The rise and fall of man behind JW Marriott

 It’s been quite an eventful ride for this businessman, who started his innings at a monthly salary of Rs 10,000 in early 90s.

punjab Updated: Nov 18, 2017 15:30 IST
Hillary Victor 
Hillary Victor 
Hindustan Times, Chandigarh
JW Marriott,Harpal Singh Saggu,Punjab news
Harpal Singh Saggu(HT Photo)

A strong entrepreneurial streak coupled with some good investments once catapulted a middle-class salaried employee to heights of affluence. But some bad investments later, today he is struggling to pay off a humongous debt of Rs 250 crore.

Harpal Singh Saggu’s story is one of modest beginnings, and a steady rise to riches. Once called the man with the Midas touch, he could be heading for a big fall if he doesn’t pay the Rs 8-crore ground rent to the Chandigarh municipal corporation for the JW Marriott site in Sector 35.

Harpal’s house in Sector 10 also lies mortgaged.

It’s been quite an eventful ride for this businessman, who started his innings at the vendor development and inward inspection department of Punjab Communication Limited (PCL), Mohali, at a monthly salary of Rs 10,000 in early 90s .

After eight years, he quit the firm to set up his own company called Synergy Group, which now claims to have an annual turnover of around Rs 1,280 crore with 4,000 employees across the country.

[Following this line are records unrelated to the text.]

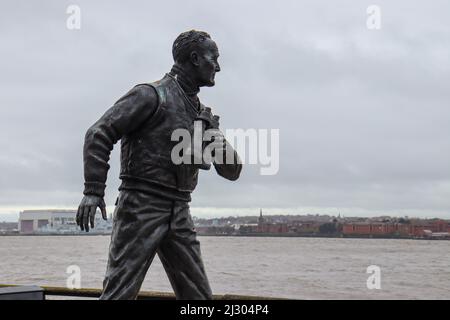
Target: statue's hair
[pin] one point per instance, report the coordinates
(186, 42)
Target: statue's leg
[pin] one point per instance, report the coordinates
(141, 221)
(180, 255)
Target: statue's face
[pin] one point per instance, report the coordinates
(207, 63)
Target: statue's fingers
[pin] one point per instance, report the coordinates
(103, 210)
(92, 215)
(86, 218)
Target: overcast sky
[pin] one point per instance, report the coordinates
(363, 114)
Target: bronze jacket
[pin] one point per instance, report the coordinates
(144, 120)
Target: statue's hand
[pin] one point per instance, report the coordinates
(87, 209)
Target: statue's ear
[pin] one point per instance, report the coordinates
(194, 58)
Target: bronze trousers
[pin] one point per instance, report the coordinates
(144, 225)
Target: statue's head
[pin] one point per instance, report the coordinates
(197, 54)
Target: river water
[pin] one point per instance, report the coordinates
(299, 268)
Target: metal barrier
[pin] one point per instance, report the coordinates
(143, 295)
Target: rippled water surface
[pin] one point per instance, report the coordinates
(301, 268)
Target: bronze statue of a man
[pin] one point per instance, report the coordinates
(152, 210)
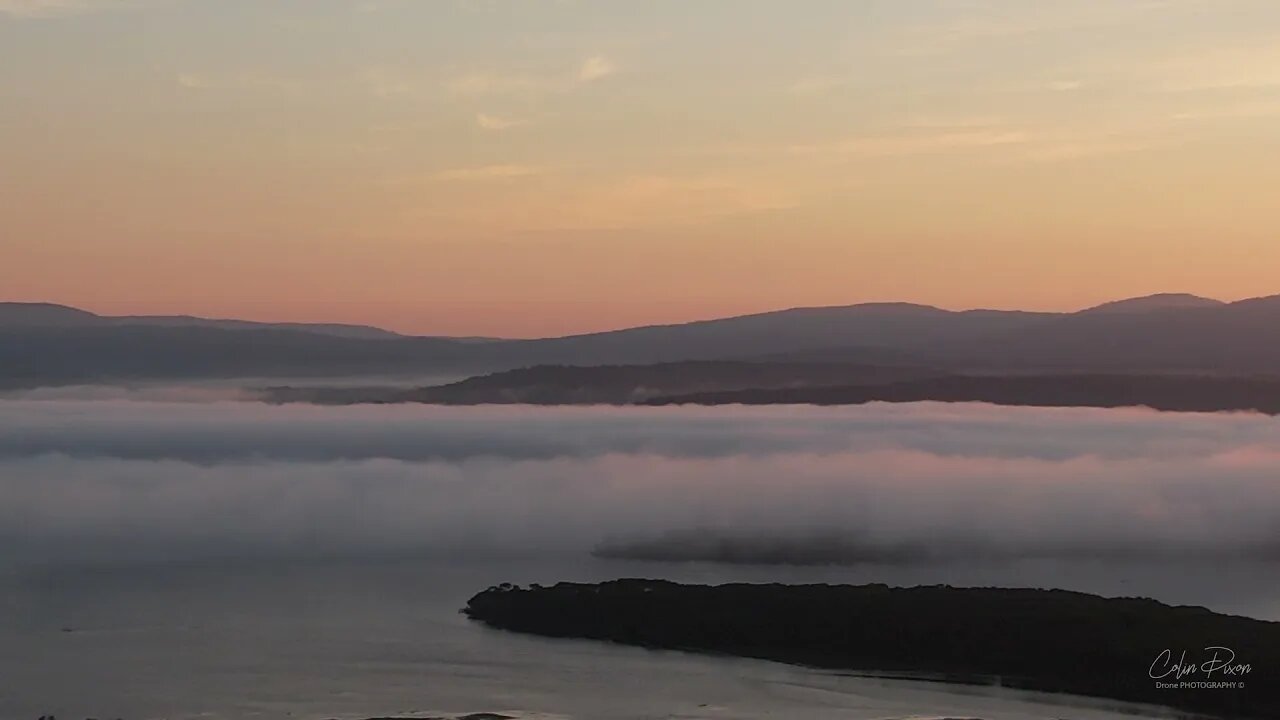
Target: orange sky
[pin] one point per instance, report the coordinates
(562, 165)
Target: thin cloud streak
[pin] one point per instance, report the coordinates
(118, 482)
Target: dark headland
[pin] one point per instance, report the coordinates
(1051, 641)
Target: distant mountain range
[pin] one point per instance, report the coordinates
(42, 343)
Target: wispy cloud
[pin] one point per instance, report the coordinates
(817, 85)
(498, 123)
(594, 68)
(250, 80)
(496, 82)
(1220, 68)
(915, 144)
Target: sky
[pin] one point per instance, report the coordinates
(548, 167)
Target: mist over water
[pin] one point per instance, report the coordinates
(167, 556)
(120, 481)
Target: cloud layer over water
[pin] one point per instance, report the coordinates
(123, 481)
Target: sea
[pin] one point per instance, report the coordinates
(197, 557)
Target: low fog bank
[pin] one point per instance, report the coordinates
(105, 482)
(234, 432)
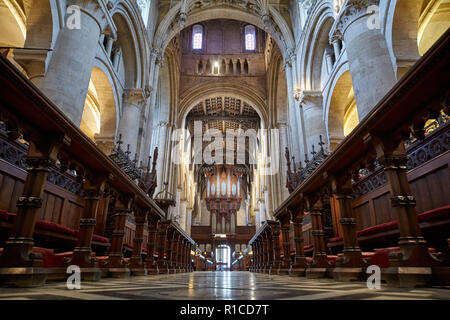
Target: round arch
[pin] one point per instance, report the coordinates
(169, 26)
(201, 92)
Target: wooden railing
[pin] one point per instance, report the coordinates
(55, 147)
(422, 94)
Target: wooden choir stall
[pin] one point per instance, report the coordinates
(380, 198)
(64, 202)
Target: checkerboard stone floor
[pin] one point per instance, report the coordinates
(220, 285)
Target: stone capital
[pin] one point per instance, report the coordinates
(351, 11)
(99, 11)
(135, 96)
(309, 99)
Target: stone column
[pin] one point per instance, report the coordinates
(285, 225)
(116, 265)
(300, 264)
(160, 243)
(18, 265)
(67, 78)
(151, 245)
(368, 56)
(311, 102)
(336, 47)
(329, 59)
(276, 247)
(133, 101)
(270, 254)
(350, 266)
(294, 117)
(93, 190)
(319, 265)
(137, 266)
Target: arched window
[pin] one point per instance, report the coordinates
(197, 37)
(144, 6)
(250, 38)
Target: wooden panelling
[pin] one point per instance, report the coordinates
(429, 185)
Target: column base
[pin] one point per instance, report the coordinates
(152, 272)
(23, 277)
(283, 272)
(298, 272)
(119, 272)
(407, 277)
(90, 274)
(441, 276)
(315, 273)
(347, 274)
(138, 272)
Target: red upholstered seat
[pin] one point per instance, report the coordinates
(4, 215)
(388, 226)
(7, 216)
(97, 238)
(51, 226)
(128, 246)
(435, 215)
(335, 239)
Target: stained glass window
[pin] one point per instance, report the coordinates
(250, 41)
(197, 37)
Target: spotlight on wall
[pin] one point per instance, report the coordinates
(297, 94)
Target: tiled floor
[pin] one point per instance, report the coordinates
(220, 285)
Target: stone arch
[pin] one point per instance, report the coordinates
(341, 109)
(100, 115)
(412, 27)
(316, 40)
(131, 49)
(12, 24)
(201, 92)
(169, 26)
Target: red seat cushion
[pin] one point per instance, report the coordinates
(435, 215)
(129, 246)
(51, 226)
(4, 215)
(336, 239)
(97, 238)
(384, 227)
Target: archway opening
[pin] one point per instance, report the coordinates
(223, 257)
(99, 117)
(343, 114)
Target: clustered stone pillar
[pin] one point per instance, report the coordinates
(18, 265)
(67, 78)
(319, 265)
(134, 100)
(350, 267)
(137, 266)
(285, 228)
(151, 246)
(276, 247)
(311, 102)
(368, 55)
(159, 260)
(117, 267)
(300, 264)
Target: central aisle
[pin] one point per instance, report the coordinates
(220, 285)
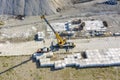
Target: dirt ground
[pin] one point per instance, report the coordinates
(23, 68)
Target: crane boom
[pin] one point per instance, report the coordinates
(60, 40)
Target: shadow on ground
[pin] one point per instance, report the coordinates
(24, 62)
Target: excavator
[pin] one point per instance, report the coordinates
(61, 43)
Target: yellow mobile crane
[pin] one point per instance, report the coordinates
(61, 43)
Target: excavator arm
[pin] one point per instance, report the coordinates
(60, 40)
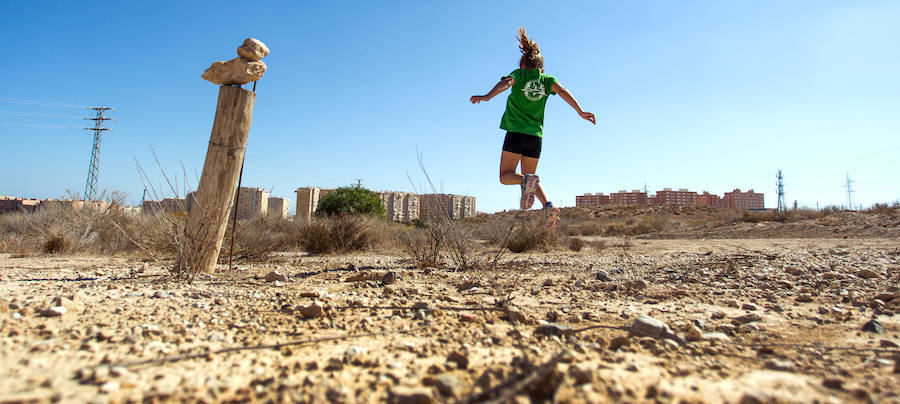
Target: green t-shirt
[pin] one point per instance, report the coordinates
(525, 105)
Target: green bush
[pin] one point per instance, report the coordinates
(350, 200)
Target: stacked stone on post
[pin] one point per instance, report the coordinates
(241, 70)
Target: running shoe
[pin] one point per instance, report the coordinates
(552, 216)
(529, 184)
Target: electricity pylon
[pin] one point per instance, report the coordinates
(90, 188)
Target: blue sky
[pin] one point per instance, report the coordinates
(704, 95)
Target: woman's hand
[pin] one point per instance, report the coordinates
(588, 116)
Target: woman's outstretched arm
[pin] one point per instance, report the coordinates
(500, 87)
(567, 96)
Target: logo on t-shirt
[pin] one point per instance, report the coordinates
(534, 90)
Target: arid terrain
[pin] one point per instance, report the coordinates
(758, 313)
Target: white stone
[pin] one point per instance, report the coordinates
(235, 71)
(54, 311)
(253, 49)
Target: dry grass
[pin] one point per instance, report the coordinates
(533, 234)
(256, 238)
(340, 234)
(62, 229)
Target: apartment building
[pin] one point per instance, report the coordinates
(252, 202)
(708, 199)
(623, 197)
(400, 206)
(743, 200)
(680, 197)
(591, 200)
(278, 206)
(9, 204)
(307, 202)
(446, 206)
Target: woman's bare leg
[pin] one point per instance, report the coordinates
(529, 166)
(508, 163)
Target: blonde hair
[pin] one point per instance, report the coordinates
(531, 53)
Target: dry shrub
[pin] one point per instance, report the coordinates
(57, 244)
(338, 234)
(256, 238)
(592, 228)
(598, 245)
(12, 244)
(884, 209)
(576, 244)
(159, 233)
(88, 230)
(531, 235)
(423, 245)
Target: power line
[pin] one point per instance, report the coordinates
(37, 115)
(90, 188)
(34, 125)
(779, 186)
(849, 192)
(42, 103)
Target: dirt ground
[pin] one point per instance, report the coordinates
(756, 321)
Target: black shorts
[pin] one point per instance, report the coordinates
(522, 143)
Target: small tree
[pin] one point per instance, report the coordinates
(351, 200)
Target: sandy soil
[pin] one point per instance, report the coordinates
(762, 320)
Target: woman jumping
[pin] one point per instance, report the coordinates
(524, 122)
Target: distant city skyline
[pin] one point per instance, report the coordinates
(704, 95)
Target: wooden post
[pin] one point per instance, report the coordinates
(208, 217)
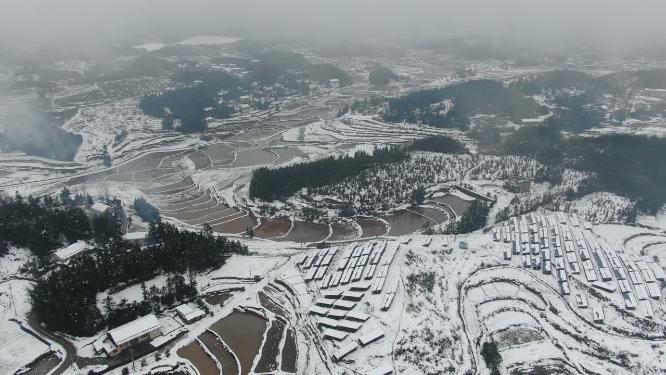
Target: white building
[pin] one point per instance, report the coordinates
(99, 208)
(63, 254)
(133, 333)
(136, 238)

A friend says Harpal made the most of his experience at PCL to manufacture support services, including mobile towers, for the telecom sector, which were then on a high. His downfall began when he diversified into the hotel industry, and bought a site at Sector 35 for a whopping Rs 160 crore in 2006. “Not just this, he spent Rs 200 crore on constructing a hotel on the site,” said his friend.

BUILDING FAME

In December 2012, Harpal’s infrastructure company, Synergy Thrislington, built a 10-storeyed ready-to-use building in Mohali in a record 48 hours. Former deputy chief minister of Punjab, Sukhbir Badal, laid the foundation stone of this much-publicised project that had people gathering to watch it being built. The entire building, made up of pre-fabricated blocks, was assembled on the site.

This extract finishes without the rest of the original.